The solution? First, acknowledge this simple fact:
although opinion polls demonstrate that workers' views on major issues actually span a wide range from left to right, many college-educated Americans still hold stereotypes of blue-collar workers as conservative "hard hats." The reason for the strength of that image is that the political debate between progress and reaction that goes on within working-class America, and the important cultural changes that have occurred over the years, are largely hidden from those outside. …DH also makes the important suggestion:
when workers are presented with a progressive message by campaign workers who come from an institution that is part of working-class life, and who share their culture and values, a substantial majority can be convinced to support progressive candidates and programs.
During the 1930s, union organizers were taught never to blame the workers if an organizing campaign failed. "It's not their fault for not understanding," the organizers were instructed. "It's your fault for not explaining it clearly enough." It is a motto today's liberals and progressives would do well to hang on the walls of the political campaign war rooms in the elections of the coming years.
I don't think it's necessary for journalists, bloggers and political consultants to "go native" and start hanging out at Harley swaps or deer camps in Michigan's Upper Peninsula. But you know what? It wouldn't hurt to try doing something like that once in a while.I can't remember if I blogged it, but one thing I seriously think the DNC should do is move its operations out of DC. If their staff and officers had to read the Kansas City Star now and then, or listen to a little corporate radio in the Midwest, or chat with Midwesterners at the grocery store, they'd understand what's up with the values thing. It isn't that swing voters want evidence of particular values, they just need things explained in a different way.
Everyone has values. Gore and Kerry both had values. And Kerry wasn't too bad at explaining what those values were. He had an awful time explaining how his policy proposals were rooted in those values. Voters look at the policy proposals, but they aren't interested in the details. And there's a case to be made that the details don't matter to voters, since they will be compromised away in the end.

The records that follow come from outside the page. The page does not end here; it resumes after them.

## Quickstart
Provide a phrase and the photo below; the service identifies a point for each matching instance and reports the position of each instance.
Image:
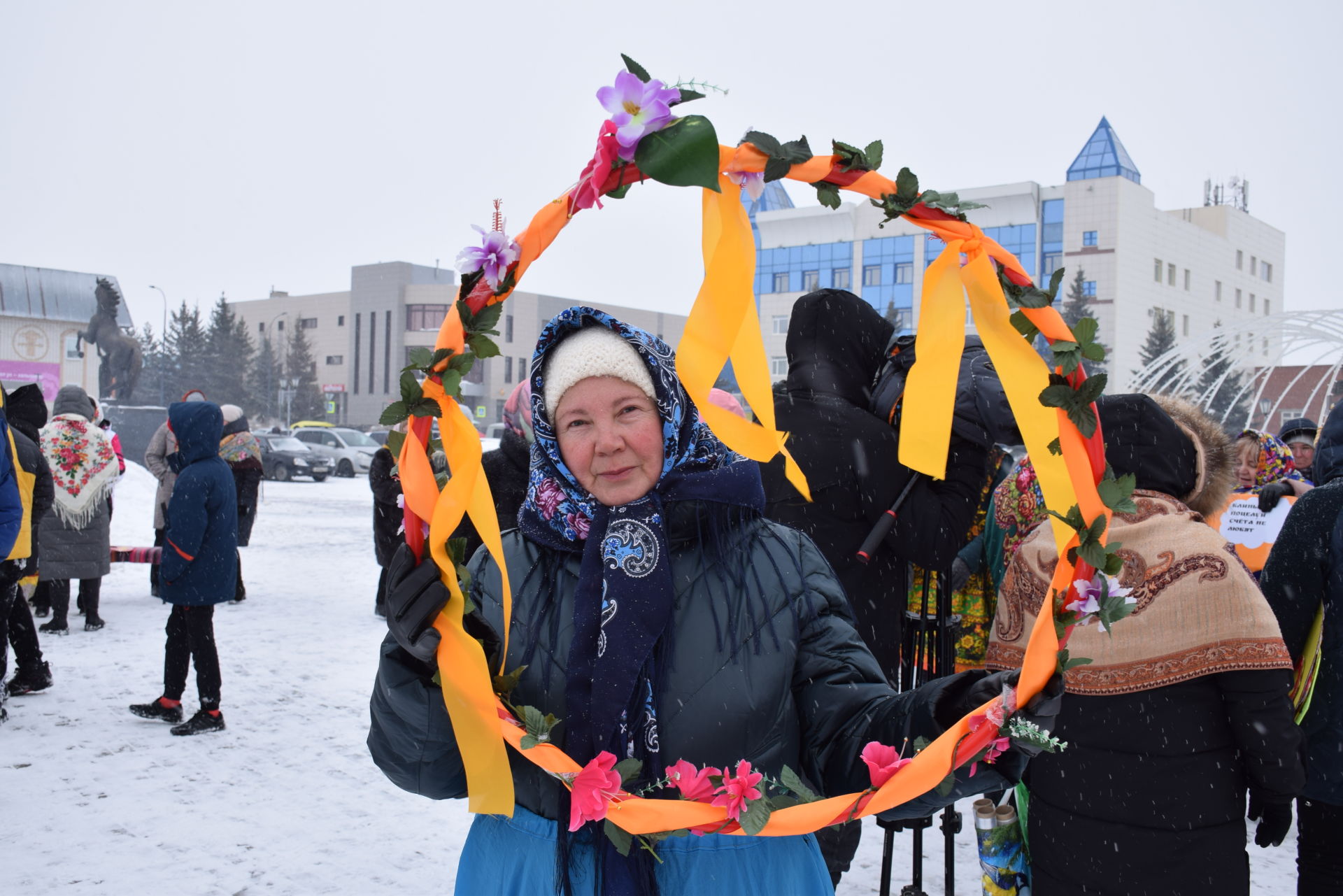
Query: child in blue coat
(199, 564)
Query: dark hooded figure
(199, 564)
(27, 413)
(1184, 706)
(667, 618)
(1305, 573)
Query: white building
(1197, 265)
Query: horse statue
(120, 354)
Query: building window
(425, 318)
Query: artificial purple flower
(637, 109)
(753, 180)
(492, 257)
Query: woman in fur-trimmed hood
(1182, 707)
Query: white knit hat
(592, 351)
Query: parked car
(284, 457)
(353, 450)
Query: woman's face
(610, 437)
(1246, 464)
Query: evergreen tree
(1225, 404)
(1077, 305)
(1160, 339)
(187, 363)
(299, 363)
(229, 351)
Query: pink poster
(19, 372)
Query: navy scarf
(625, 599)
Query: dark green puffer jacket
(765, 665)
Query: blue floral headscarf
(625, 599)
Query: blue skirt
(516, 858)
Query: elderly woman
(1182, 707)
(74, 534)
(662, 618)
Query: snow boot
(203, 722)
(30, 680)
(157, 710)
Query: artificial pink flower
(637, 108)
(738, 790)
(692, 782)
(588, 192)
(753, 180)
(592, 789)
(883, 762)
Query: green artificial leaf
(394, 414)
(827, 194)
(765, 143)
(754, 817)
(483, 347)
(636, 69)
(622, 839)
(1118, 495)
(790, 779)
(685, 153)
(629, 769)
(504, 684)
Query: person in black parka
(199, 564)
(1303, 571)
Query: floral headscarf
(1275, 461)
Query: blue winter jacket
(201, 541)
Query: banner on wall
(46, 375)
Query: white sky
(246, 145)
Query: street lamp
(163, 340)
(271, 366)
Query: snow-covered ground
(286, 801)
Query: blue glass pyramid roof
(1104, 156)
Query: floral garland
(642, 140)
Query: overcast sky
(252, 145)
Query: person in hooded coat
(1184, 704)
(199, 566)
(662, 617)
(27, 413)
(76, 541)
(1305, 573)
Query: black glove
(1275, 820)
(959, 574)
(1272, 493)
(415, 594)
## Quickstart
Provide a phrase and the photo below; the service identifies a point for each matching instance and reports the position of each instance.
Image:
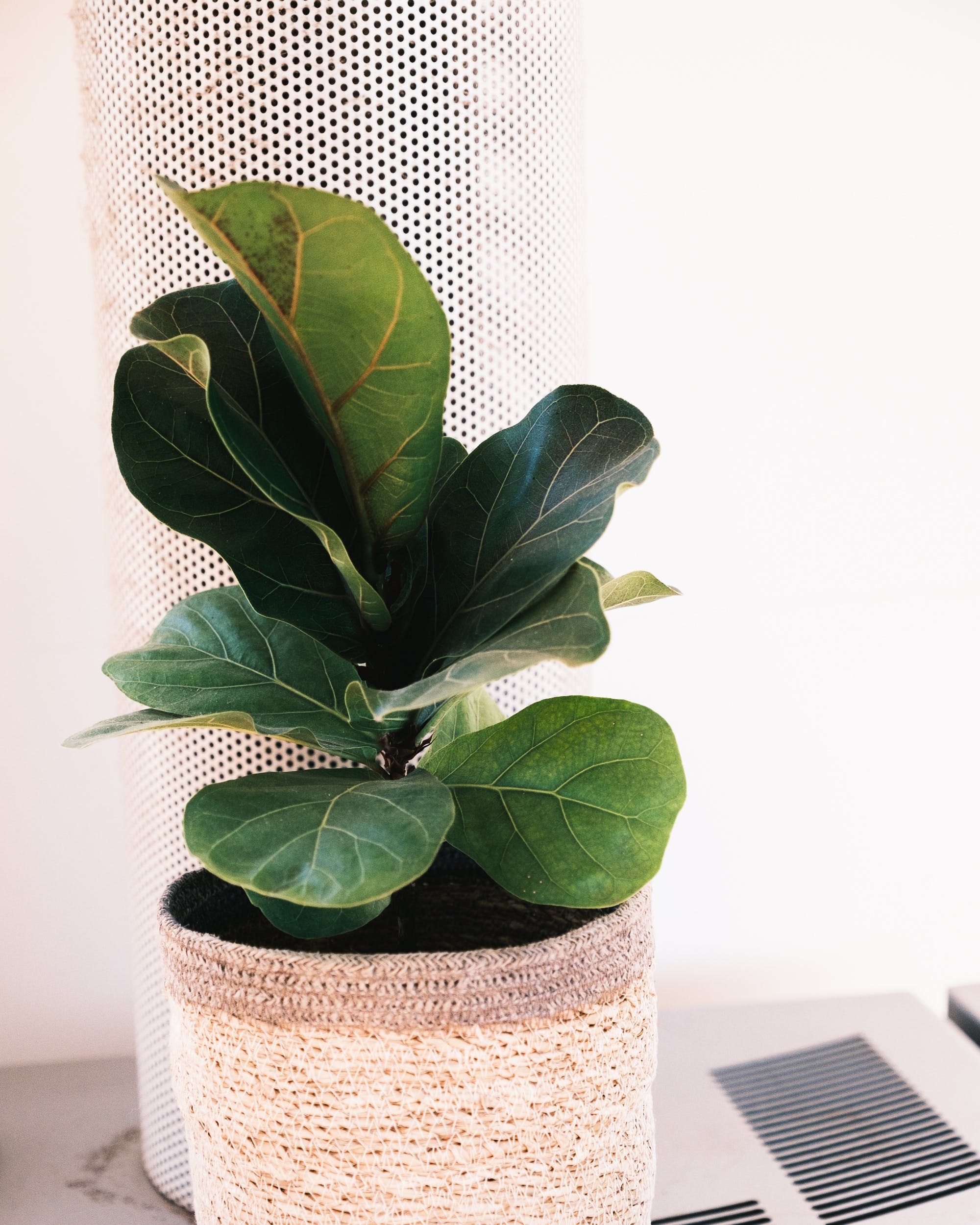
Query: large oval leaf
(174, 462)
(320, 837)
(520, 510)
(260, 417)
(569, 803)
(215, 653)
(359, 329)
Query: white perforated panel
(460, 123)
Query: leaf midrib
(300, 352)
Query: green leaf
(320, 837)
(359, 329)
(462, 714)
(567, 624)
(174, 462)
(518, 511)
(315, 923)
(567, 803)
(276, 447)
(637, 587)
(215, 653)
(160, 721)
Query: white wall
(64, 950)
(784, 258)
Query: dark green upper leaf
(518, 511)
(175, 464)
(569, 803)
(215, 653)
(320, 837)
(358, 326)
(315, 923)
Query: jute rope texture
(530, 1119)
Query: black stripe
(856, 1138)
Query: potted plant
(416, 988)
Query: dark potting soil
(452, 908)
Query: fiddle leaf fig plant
(291, 418)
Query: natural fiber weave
(523, 1114)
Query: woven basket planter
(500, 1086)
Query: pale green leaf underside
(324, 838)
(567, 624)
(214, 653)
(459, 717)
(160, 721)
(567, 803)
(637, 587)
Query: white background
(784, 250)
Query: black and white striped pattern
(749, 1212)
(853, 1135)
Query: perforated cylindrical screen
(460, 123)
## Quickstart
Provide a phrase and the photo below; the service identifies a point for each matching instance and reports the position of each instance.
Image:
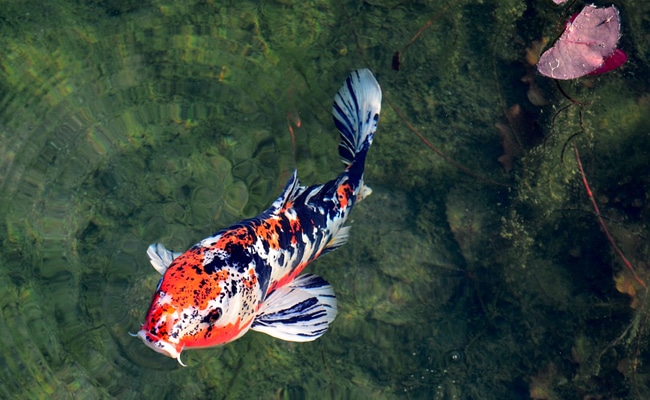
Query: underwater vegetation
(479, 268)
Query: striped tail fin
(356, 112)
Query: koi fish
(247, 276)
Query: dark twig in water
(438, 151)
(397, 55)
(602, 221)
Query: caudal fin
(356, 112)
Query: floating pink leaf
(587, 45)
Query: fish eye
(213, 316)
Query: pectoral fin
(298, 312)
(160, 257)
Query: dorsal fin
(290, 192)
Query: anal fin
(298, 312)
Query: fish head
(196, 306)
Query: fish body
(248, 276)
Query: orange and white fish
(247, 276)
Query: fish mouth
(161, 346)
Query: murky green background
(124, 123)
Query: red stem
(602, 221)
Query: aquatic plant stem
(602, 221)
(438, 151)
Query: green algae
(126, 123)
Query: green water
(124, 123)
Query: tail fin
(356, 112)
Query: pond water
(477, 269)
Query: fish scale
(247, 276)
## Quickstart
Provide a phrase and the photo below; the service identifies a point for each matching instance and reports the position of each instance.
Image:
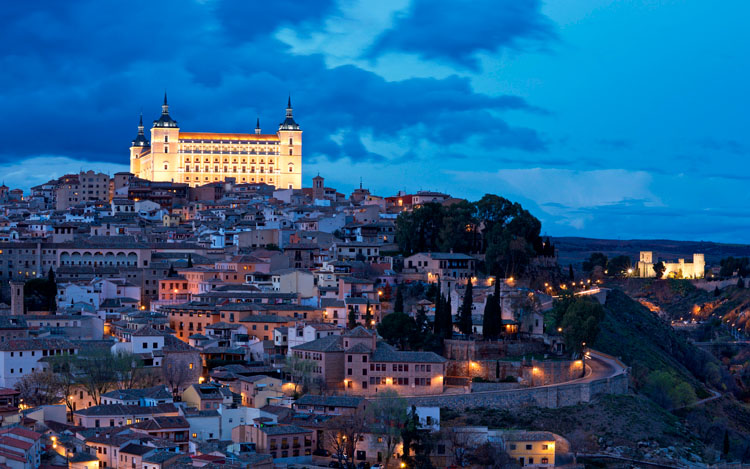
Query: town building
(197, 158)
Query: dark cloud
(455, 31)
(80, 74)
(728, 146)
(616, 143)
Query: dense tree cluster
(731, 265)
(504, 231)
(618, 266)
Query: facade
(679, 269)
(197, 158)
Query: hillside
(572, 250)
(647, 344)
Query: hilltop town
(213, 318)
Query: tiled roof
(119, 409)
(283, 430)
(331, 343)
(330, 401)
(14, 345)
(386, 353)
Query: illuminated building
(198, 158)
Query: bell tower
(290, 147)
(165, 135)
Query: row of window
(234, 161)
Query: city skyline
(603, 119)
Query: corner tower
(138, 148)
(290, 148)
(165, 135)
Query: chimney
(16, 297)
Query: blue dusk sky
(617, 119)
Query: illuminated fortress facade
(198, 158)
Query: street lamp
(583, 359)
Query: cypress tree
(448, 319)
(438, 322)
(398, 307)
(368, 316)
(464, 314)
(488, 330)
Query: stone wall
(532, 372)
(489, 350)
(548, 396)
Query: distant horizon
(593, 115)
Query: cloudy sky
(618, 119)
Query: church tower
(290, 138)
(165, 135)
(138, 147)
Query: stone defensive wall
(550, 396)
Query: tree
(387, 415)
(668, 390)
(397, 329)
(368, 316)
(342, 434)
(63, 366)
(458, 232)
(492, 320)
(352, 318)
(619, 266)
(659, 269)
(52, 291)
(595, 259)
(464, 313)
(437, 323)
(97, 372)
(398, 306)
(41, 387)
(580, 323)
(448, 319)
(177, 372)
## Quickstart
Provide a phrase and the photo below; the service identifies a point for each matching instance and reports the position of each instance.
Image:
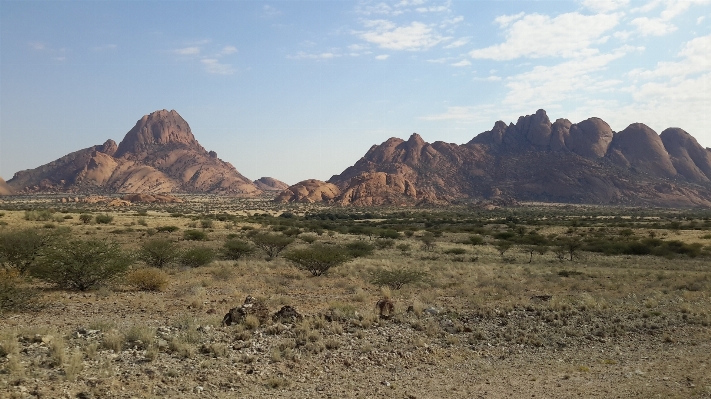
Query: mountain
(532, 160)
(4, 188)
(159, 155)
(270, 184)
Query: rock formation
(159, 155)
(270, 184)
(4, 188)
(532, 160)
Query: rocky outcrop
(532, 160)
(270, 184)
(689, 158)
(309, 191)
(4, 188)
(638, 147)
(159, 155)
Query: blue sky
(302, 89)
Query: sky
(302, 89)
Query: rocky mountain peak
(158, 128)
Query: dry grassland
(478, 325)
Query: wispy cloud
(104, 47)
(458, 43)
(213, 66)
(416, 36)
(536, 35)
(301, 55)
(187, 51)
(227, 50)
(461, 63)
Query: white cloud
(536, 35)
(270, 12)
(104, 47)
(39, 46)
(695, 59)
(357, 47)
(301, 55)
(461, 63)
(505, 20)
(187, 51)
(451, 21)
(458, 43)
(413, 37)
(652, 26)
(604, 6)
(214, 66)
(546, 86)
(228, 50)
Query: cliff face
(160, 154)
(535, 160)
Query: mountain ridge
(532, 160)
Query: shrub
(396, 279)
(359, 249)
(389, 233)
(195, 235)
(13, 293)
(158, 252)
(41, 215)
(148, 279)
(271, 244)
(455, 251)
(318, 258)
(383, 243)
(81, 265)
(198, 256)
(308, 238)
(236, 249)
(18, 249)
(104, 219)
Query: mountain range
(532, 160)
(158, 155)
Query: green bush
(198, 256)
(104, 219)
(318, 258)
(236, 249)
(14, 294)
(195, 235)
(19, 249)
(41, 215)
(158, 252)
(80, 264)
(359, 249)
(271, 244)
(148, 279)
(455, 251)
(167, 229)
(396, 279)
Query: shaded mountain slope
(160, 154)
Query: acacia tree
(158, 252)
(271, 244)
(80, 264)
(318, 258)
(19, 249)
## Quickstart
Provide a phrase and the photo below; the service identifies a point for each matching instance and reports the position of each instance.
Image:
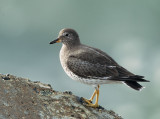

Kerry had a genius medical insurance program. It protected children, and reimbursed insurance companies for very expensive claims. That would make insurance markedly cheaper for various esoteric reasons. What he didn't do well was explain it like this:
Every American deserves health insurance. As president, I will demand effective coverage for everyone, starting with children. Kids get sick, they get scraped knees, chickenpox, measles, mumps, broken legs and food poisoning. They get hurt because they don't know better. And they need the best medical care so that a childhood illness doesn't hold them back later in life. I like the plan we Senators give ourselves, and I want to make that plan available to every child in America.That's really just a couple extra sentences, but it explains the how and the why. Not just the local why, but a broader, and somewhat personal why.
I believe that working Americans deserve to choose the health insurance that best fits them, and knowing that too many people simply can't afford any insurance hurts me. Rather than pushing everyone into cheap HMOs that don't help people, I want to help insurance companies offer cheaper plans. If the federal government would agree to compensate the insurance companies for their most expensive patients, working Americans would have no trouble affording the coverage they deserve.